Boost logo

Boost :

Subject: Re: [boost] [poly_collection] Memory allocation and allocator propagation
From: Ion Gaztañaga (igaztanaga_at_[hidden])
Date: 2017-05-16 11:35:07


On 16/05/2017 9:23, Joaquin M López Muñoz wrote:
>> where s is the concrete segment type that can be obtained via Model
>> (the address of the aligned storage inside "class storage" is casted
>> to Mode::get_segment_type<T>::type*) because the ConcreteType we are
>> going to construct is known at compile time in emplace_back_impl.
>>
>> I also wonder if insert<T> and other functions should avoid slicing
>> detection so that they can also avoid the virtual call overhead. If T
>> is assumed to be the same type of the final ConcreteType, you can use
>> typeid(T) instead of typeid (x) (which can require to trip through the
>> vptr) when searching in the unordered map and obtain a pointer to the
>> concrete segment type just casting. Insertion times could be improved,
>> specially range insertions could shine (as vector could be resized
>> just once). Or am I missing something?
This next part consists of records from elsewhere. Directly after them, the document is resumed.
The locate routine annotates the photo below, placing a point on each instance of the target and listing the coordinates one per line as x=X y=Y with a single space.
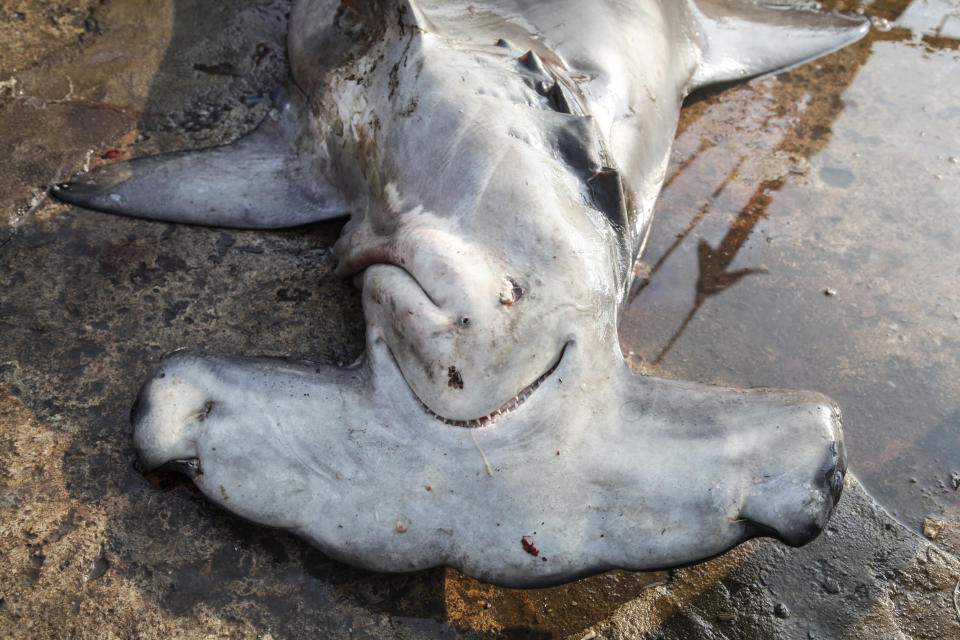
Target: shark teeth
x=501 y=412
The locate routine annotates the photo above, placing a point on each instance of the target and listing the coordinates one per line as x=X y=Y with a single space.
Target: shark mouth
x=503 y=410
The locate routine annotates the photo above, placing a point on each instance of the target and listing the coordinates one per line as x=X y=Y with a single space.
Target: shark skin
x=499 y=162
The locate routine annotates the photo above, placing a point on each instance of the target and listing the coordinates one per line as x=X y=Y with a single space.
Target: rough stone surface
x=91 y=548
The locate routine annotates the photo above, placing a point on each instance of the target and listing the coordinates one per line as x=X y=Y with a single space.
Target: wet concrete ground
x=840 y=177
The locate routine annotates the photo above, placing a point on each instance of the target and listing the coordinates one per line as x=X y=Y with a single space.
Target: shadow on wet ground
x=807 y=238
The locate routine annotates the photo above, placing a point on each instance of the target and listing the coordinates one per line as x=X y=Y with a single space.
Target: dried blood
x=529 y=547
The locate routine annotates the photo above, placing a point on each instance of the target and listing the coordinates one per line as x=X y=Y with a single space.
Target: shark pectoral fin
x=743 y=38
x=262 y=181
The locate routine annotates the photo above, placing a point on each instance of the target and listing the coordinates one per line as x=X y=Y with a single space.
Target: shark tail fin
x=745 y=38
x=261 y=181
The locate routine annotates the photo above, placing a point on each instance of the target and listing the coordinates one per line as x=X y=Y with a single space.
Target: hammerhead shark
x=499 y=161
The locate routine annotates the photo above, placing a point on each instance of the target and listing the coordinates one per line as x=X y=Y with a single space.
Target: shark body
x=499 y=162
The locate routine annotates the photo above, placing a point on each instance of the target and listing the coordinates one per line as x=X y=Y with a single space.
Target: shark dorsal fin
x=744 y=38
For the emplace function, as the ConcreteType it's always statically
known (type T is the type to be constructed, whereas in "insert" T is
the type used to construct the concrete type), then I think no and
lambda is needed, it could be directly translated to a simple call to
the statically known segment type:

s.emplace_back(forward<Args>(args...));

> Ion, I think you're on to something here. As it happens, poly_collection
> can
> statically determine when T is acceptable and dynamically detect the cases
> where x's subtype is actually T, in which case virtual calls can be omitted
> altogether --A reference to the internal
> packed_segment/split_segment<Model,T,Allocator>
> can be statically obtained from segment<Model,Allocator>.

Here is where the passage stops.